Unnamed: 0,SUBZONE_N,real_price,travel__cn
0,ADMIRALTY,393255.777228,50.916667
1,ALEXANDRA HILL,400363.665595,24.6
2,ALJUNIED,381270.731677,18.516667
3,ANAK BUKIT,599948.774799,40.883333
4,BALESTIER,421755.347798,31.883333


In [6]:
#pseudocode draft 1
# INPUTS: (amenity * score) tuples, (resale_low_range * resale_high_range) tuple, max_travel_time int
# name of amenity needs to match the column name for easy processing

def our_algorithm(resale_range, list_of_tuples_from_website, max_travel_time):
    
    #filter out based on resale range
    filtered_resale = resale_and_travel[(resale_range[0] <= resale_and_travel['real_price']) & (resale_and_travel['real_price'] <= resale_range[1])]
    #filter out long travel times
    filtered_travel_time = filtered_resale[filtered_resale['travel__cn']<= max_travel_time]
    #get names of the filtered subdistricts
    filtered_subdistrict_names = filtered_travel_time['SUBZONE_N']

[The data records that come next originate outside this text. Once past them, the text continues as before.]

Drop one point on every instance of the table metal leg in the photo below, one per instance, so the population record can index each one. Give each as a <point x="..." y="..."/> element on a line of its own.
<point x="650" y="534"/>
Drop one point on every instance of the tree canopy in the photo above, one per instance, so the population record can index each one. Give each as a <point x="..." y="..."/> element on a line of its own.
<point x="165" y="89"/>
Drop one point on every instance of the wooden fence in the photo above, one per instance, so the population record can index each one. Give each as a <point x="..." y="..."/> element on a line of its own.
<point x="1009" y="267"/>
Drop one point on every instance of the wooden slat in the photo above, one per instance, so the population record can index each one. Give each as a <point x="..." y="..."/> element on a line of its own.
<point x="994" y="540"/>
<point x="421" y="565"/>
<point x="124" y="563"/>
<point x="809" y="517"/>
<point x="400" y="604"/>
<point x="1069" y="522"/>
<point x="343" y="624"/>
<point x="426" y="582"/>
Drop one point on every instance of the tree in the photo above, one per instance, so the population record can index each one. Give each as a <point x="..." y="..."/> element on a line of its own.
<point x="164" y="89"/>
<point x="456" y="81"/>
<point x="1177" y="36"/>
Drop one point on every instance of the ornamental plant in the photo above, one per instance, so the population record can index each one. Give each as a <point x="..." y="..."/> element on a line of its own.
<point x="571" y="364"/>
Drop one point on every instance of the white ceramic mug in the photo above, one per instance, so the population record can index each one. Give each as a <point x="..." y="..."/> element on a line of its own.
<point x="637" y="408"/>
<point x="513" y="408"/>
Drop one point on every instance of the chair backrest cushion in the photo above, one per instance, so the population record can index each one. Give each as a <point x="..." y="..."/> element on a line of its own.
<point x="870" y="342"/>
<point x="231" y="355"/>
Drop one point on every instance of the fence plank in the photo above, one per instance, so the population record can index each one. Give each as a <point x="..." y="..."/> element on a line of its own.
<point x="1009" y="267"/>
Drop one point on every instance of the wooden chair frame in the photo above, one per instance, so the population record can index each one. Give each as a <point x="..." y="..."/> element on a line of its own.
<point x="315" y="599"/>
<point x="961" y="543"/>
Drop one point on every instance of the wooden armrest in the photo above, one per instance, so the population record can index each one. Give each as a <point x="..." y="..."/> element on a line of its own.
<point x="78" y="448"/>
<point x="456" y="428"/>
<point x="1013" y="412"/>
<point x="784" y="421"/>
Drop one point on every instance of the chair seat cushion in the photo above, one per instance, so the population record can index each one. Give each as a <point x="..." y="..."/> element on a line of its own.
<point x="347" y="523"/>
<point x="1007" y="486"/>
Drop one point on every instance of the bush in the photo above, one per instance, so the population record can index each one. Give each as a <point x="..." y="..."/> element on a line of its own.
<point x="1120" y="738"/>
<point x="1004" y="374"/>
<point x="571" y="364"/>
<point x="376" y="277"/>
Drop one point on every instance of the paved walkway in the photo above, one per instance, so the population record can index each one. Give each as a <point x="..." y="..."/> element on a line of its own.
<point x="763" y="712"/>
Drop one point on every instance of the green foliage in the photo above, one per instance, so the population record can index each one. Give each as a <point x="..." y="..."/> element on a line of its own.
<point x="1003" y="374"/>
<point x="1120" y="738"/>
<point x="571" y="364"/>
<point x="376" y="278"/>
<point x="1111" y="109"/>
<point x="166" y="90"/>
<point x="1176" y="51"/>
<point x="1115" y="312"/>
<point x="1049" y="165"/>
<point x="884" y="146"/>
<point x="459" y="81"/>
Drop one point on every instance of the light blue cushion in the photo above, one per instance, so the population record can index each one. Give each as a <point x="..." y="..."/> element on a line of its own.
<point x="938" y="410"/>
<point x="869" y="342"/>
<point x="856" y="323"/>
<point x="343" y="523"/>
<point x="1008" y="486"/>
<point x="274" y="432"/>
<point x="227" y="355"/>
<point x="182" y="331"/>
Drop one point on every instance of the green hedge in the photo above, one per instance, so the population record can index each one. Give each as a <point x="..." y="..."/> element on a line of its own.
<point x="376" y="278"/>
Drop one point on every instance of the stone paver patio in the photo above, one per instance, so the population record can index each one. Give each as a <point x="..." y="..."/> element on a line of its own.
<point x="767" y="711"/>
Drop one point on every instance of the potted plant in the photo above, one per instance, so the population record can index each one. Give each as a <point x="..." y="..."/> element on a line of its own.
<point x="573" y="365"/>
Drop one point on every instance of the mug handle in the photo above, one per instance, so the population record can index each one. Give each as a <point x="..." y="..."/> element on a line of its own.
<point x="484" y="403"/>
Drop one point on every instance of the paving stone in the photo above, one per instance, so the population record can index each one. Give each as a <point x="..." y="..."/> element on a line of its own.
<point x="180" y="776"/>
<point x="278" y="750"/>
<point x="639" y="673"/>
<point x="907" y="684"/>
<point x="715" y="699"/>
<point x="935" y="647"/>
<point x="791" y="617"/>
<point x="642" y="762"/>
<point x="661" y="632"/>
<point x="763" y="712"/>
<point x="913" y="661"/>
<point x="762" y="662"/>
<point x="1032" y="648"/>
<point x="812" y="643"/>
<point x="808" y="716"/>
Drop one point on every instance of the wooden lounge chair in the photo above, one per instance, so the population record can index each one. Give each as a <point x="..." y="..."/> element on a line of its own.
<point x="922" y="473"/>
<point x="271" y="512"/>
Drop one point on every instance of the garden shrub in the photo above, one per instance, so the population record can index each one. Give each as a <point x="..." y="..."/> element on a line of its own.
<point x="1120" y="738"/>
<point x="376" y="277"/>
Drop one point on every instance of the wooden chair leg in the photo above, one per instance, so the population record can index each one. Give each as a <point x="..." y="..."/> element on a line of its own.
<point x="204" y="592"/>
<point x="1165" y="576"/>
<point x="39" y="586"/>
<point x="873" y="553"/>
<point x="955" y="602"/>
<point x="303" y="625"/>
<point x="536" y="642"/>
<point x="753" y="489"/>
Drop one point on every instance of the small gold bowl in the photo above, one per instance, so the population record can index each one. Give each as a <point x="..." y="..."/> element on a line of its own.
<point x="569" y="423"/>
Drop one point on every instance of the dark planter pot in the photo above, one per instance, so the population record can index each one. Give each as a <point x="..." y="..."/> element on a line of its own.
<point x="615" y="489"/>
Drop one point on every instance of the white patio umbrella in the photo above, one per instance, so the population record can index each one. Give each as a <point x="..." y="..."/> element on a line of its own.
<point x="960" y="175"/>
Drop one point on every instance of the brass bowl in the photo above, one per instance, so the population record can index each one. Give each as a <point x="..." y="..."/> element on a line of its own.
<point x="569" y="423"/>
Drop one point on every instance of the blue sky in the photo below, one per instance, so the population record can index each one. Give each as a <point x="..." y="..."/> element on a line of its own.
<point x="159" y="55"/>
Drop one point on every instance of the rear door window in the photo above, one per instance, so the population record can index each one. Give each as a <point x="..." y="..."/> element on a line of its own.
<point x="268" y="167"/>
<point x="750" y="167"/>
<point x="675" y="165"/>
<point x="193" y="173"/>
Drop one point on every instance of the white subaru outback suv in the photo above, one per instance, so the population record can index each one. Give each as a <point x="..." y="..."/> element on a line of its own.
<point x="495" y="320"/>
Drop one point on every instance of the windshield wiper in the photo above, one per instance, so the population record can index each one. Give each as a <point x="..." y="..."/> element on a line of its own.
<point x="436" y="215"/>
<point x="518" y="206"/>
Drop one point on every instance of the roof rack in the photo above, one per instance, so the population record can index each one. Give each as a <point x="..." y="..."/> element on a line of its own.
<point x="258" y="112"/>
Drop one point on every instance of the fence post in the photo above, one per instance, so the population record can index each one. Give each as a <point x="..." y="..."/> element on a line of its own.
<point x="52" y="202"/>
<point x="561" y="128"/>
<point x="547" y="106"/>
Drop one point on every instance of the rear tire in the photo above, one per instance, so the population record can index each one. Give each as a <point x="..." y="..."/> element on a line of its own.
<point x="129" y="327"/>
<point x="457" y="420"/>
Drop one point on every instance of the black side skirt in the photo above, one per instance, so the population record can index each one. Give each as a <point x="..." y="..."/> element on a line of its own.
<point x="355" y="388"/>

    #initialise result_list
    result_list = []
    
    # using names
    subdistrict_database_prices = subdistrict_database[subdistrict_database['SUBZONE_N'].isin(filtered_subdistrict_names)]
    #reset index
    subdistrict_database_prices = subdistrict_database_prices.reset_index()

    #calculate score for each subdistrict row
    for index, row in subdistrict_database_prices.iterrows():
        #initialise score for row
        result = 0
        #compute based on inputs
        for amenity, score in list_of_tuples_from_website:
            result += list(subdistrict_database_prices.iterrows())[index][1][amenity] * score
        result_list.append((index, result))
    
    #sort the list
    result_list.sort(key = lambda result: result[1], reverse = True)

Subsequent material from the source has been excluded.